During the next five weeks, the trainee’s CTO slowly begins to allow the trainee to work more indipendently until they are able to process 911 calls and administrative calls without direct supervision. By this time ten weeks have passed. The trainee continues to work indipendently over the next several weeks with the support of their teammates, when needed. During this time several Quality Assurance Reviews are completed in order to verify the trainee is continuing to following policies and procedures. Also during this time each trainee receives training and certification in Emergency Medical Dispatch and Emergency Fire Dispatch (through the National Academy of Emergency Dispatch). They also receive their First-Aid training and certification.

About four months after the trainee has begun their 911 call-taker training, they are brought back into the classroom for a three week Fire Dispatch Academy using the same teaching format used for 911 call-taker training. Then, they receive three weeks of on the job training with a CTO.

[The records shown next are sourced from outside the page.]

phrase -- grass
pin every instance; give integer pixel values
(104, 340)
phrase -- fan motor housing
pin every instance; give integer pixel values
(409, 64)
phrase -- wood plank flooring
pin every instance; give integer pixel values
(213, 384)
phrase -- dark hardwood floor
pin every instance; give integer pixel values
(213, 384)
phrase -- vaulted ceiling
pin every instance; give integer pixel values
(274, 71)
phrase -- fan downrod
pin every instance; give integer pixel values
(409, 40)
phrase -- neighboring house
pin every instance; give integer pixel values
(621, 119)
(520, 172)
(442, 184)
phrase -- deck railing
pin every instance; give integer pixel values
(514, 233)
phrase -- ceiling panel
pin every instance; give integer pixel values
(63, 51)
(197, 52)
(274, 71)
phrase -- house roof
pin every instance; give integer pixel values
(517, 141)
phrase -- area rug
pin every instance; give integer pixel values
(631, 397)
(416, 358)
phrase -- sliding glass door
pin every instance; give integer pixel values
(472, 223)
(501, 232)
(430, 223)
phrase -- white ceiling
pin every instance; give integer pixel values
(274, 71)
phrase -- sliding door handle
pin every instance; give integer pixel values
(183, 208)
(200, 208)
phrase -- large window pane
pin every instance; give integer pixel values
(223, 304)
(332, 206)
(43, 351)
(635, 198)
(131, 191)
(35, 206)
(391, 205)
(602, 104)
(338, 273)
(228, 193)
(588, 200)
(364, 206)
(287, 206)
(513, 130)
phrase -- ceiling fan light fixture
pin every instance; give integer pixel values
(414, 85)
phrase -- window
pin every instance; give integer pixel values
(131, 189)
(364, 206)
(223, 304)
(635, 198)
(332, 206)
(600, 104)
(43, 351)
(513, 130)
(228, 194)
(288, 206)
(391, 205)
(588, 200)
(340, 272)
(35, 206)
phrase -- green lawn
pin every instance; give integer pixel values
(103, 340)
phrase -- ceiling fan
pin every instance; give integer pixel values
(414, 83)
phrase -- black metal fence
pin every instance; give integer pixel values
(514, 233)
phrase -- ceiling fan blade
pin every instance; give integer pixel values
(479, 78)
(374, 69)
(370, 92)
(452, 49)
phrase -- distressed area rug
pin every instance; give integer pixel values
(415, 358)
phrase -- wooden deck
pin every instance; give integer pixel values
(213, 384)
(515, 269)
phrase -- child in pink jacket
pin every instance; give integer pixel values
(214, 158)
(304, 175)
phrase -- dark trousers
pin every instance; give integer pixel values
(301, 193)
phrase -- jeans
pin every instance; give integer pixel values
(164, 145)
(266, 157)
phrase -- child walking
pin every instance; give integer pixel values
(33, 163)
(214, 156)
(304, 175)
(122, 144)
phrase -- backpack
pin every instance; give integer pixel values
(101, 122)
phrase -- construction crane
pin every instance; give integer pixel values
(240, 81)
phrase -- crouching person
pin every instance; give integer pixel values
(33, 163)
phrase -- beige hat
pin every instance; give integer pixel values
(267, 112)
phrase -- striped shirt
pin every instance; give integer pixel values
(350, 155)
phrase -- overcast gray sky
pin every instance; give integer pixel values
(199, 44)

They are then brought back into the classroom for a three week Police Dispatch Academy using the same basic format as the previous two academies, including OJT at each of the police dispatch positions.

By the eight month mark the new employees have completed training in all three disciplines (911 call-taking, police dispatch, and Fire/EMS dispatch) and are considered fully functional.

Additionally, during their first year with us they are sent to Santa Fe DPS (Department of Public Safety) for a three week academy that results in certification with the State of New Mexico as a Public Safety Communications professional.

During their first year with us, employees receive approximately one thousand hours of formal training just to learn the basics of this very demanding and complex profession.